Het recente kennismakingsbezoek van EU-ambassadeur René van Nes aan president Jennifer Geerlings-Simons en minister Melvin Bouva heeft de wederzijdse wens tot nauwere samenwerking onderstreept, maar laat op belangrijke punten ruimte voor vragen.
Een van de centrale thema’s was de plaatsing van Suriname op de EU-luchtvaartblacklist, waardoor nationale luchtvaartmaatschappijen niet welkom zijn op Europees grondgebied. Hoewel Van Nes sprak over de noodzaak van verbeterd toezicht door CASAS, bleef onduidelijk welke specifieke tekortkomingen daaraan ten grondslag lagen. Evenmin werden concrete deadlines genoemd waarbinnen Suriname deze problemen moet oplossen.

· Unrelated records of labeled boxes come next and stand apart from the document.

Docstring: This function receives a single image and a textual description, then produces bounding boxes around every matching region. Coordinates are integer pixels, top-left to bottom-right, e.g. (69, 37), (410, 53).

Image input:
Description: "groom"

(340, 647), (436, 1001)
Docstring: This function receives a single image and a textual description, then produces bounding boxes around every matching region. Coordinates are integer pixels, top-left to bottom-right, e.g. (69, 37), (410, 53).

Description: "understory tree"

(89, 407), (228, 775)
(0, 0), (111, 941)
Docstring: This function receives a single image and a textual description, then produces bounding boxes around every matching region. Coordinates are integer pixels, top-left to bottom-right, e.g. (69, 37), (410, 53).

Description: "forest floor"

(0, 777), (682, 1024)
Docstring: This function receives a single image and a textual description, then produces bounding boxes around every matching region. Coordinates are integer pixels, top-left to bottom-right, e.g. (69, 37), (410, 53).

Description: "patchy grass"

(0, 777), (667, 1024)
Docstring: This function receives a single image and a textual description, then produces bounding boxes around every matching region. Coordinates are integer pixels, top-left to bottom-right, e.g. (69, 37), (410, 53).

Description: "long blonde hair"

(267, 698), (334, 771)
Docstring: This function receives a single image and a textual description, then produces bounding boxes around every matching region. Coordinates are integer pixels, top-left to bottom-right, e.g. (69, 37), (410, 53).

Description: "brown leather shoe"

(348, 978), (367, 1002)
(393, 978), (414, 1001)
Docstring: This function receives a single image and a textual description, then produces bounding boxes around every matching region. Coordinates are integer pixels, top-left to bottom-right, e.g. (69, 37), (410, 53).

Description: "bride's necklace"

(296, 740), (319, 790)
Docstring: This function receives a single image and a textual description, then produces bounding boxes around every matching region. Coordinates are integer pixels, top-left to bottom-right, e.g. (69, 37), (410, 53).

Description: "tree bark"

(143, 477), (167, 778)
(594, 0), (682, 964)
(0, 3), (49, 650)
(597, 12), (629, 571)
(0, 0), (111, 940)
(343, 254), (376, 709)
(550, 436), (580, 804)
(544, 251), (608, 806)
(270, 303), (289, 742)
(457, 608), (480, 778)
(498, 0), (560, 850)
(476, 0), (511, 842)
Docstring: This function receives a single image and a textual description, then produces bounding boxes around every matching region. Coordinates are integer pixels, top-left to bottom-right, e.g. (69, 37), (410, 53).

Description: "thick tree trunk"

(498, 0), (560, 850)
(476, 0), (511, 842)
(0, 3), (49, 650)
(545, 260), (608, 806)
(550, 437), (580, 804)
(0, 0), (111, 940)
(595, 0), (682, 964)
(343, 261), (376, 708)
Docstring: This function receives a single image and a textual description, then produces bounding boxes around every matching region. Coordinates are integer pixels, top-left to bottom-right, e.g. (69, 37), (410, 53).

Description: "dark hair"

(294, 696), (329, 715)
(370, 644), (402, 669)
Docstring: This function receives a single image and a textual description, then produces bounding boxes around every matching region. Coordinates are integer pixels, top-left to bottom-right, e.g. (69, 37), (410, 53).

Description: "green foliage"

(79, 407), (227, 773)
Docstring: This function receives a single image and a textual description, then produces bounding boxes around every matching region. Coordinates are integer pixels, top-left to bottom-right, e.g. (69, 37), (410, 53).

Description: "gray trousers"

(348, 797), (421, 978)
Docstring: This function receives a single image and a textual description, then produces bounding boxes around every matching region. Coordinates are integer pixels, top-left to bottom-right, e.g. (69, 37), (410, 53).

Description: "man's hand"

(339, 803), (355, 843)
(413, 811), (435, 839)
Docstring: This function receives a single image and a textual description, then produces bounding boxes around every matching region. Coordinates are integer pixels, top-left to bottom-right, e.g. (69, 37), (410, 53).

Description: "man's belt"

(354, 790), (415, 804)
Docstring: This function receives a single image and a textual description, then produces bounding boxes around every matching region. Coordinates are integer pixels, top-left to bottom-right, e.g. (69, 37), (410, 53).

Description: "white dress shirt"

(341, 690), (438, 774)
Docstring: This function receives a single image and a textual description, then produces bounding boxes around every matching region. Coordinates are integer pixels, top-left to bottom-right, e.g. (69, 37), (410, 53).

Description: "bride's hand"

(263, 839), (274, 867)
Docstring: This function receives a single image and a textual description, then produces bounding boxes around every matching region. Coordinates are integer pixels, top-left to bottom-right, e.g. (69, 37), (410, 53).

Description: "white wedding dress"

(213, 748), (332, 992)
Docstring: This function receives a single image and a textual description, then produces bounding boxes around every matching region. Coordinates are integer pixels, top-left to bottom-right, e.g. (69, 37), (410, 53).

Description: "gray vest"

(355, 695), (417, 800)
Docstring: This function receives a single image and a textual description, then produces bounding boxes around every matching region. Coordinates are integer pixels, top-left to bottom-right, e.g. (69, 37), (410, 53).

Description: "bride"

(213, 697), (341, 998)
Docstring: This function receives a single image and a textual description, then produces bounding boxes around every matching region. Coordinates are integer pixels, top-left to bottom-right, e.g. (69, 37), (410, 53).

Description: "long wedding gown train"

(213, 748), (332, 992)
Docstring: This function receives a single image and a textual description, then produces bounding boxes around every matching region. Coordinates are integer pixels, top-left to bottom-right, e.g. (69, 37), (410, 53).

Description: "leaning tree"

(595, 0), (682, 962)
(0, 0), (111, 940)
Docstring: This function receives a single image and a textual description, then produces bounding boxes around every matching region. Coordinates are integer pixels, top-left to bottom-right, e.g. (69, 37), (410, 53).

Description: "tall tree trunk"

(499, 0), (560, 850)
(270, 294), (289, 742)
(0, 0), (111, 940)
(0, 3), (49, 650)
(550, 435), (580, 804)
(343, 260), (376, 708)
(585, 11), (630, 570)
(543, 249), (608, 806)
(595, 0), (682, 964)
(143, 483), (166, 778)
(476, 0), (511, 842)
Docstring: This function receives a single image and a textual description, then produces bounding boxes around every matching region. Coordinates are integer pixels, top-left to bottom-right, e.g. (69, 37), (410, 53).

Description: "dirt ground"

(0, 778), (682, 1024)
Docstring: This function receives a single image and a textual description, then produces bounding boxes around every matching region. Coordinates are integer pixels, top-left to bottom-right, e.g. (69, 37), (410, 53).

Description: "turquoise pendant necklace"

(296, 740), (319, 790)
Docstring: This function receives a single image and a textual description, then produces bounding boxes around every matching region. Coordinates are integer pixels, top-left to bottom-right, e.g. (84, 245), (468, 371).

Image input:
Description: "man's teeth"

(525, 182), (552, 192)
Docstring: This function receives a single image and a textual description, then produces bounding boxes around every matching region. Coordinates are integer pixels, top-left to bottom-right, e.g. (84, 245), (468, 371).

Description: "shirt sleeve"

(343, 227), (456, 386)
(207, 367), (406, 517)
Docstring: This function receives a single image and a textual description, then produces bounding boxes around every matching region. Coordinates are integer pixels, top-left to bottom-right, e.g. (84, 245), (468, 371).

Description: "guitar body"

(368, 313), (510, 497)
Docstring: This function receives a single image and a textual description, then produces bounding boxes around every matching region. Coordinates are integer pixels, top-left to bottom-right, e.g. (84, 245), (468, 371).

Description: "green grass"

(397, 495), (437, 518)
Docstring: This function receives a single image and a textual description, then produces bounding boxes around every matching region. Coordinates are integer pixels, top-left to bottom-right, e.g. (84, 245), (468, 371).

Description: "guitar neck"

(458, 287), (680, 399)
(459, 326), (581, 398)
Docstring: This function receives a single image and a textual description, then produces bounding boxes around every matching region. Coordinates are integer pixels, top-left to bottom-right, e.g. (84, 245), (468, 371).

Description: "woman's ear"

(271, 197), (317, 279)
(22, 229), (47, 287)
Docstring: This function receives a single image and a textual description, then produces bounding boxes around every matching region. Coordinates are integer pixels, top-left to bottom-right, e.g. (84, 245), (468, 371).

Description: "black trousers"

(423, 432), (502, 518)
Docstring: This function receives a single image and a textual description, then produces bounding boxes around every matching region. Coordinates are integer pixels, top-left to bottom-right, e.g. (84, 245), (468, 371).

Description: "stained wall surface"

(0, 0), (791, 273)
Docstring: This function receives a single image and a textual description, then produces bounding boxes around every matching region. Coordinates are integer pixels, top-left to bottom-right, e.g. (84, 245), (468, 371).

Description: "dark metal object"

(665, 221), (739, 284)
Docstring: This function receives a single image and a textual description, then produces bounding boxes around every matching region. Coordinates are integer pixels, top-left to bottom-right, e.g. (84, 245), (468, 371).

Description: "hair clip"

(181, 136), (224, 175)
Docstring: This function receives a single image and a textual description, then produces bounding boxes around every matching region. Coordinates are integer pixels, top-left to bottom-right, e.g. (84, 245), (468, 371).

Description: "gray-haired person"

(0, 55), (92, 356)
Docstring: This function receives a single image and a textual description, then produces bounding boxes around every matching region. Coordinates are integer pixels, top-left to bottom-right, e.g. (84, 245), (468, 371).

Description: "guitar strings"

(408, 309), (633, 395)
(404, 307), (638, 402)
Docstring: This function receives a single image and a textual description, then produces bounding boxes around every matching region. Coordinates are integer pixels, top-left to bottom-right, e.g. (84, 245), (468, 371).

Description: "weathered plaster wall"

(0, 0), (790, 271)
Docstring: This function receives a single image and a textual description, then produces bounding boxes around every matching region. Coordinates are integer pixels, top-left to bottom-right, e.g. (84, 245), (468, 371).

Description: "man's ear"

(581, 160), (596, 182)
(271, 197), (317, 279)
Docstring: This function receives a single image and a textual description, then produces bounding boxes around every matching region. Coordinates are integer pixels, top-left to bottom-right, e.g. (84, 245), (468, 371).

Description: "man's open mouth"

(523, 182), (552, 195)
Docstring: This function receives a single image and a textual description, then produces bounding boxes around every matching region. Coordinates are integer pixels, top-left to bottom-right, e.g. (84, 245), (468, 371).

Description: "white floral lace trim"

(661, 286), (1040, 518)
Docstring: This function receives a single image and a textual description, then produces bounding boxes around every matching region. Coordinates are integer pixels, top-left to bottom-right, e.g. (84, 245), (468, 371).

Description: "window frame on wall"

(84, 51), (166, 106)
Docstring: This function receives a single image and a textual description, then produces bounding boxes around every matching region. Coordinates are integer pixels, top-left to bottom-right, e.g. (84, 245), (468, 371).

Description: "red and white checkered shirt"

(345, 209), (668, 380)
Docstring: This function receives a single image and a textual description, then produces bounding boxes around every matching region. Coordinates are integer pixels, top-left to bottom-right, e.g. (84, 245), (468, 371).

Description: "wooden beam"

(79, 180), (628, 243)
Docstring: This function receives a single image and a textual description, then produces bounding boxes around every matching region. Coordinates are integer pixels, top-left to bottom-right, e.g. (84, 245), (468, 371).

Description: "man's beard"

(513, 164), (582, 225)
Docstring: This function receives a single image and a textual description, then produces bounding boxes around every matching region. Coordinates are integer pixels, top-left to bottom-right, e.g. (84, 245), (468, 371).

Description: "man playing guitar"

Ook over de status van lopende EU-projecten werd weinig duidelijk. Er werd gesproken over het Global Gateway-initiatief en toekomstige investeringen, maar het bezoek bracht geen overzicht van bestaande programma’s, financiering of behaalde resultaten.
Opvallend is het ontbreken van een reactie van president Simons, ondanks haar aanwezigheid. Financiële toezeggingen bleven uit, net als vermelding van afspraken met de Surinaamse private sector of maatschappelijke organisaties – nochtans essentieel voor duurzame samenwerking.
Tot slot werd het onderwerp visserij slechts globaal aangestipt, zonder analyse van de huidige knelpunten of maatregelen richting EU-exportnormen. Het bezoek symboliseerde goodwill, maar roept vragen op over de inhoudelijke invulling en urgentie van dit partnerschap.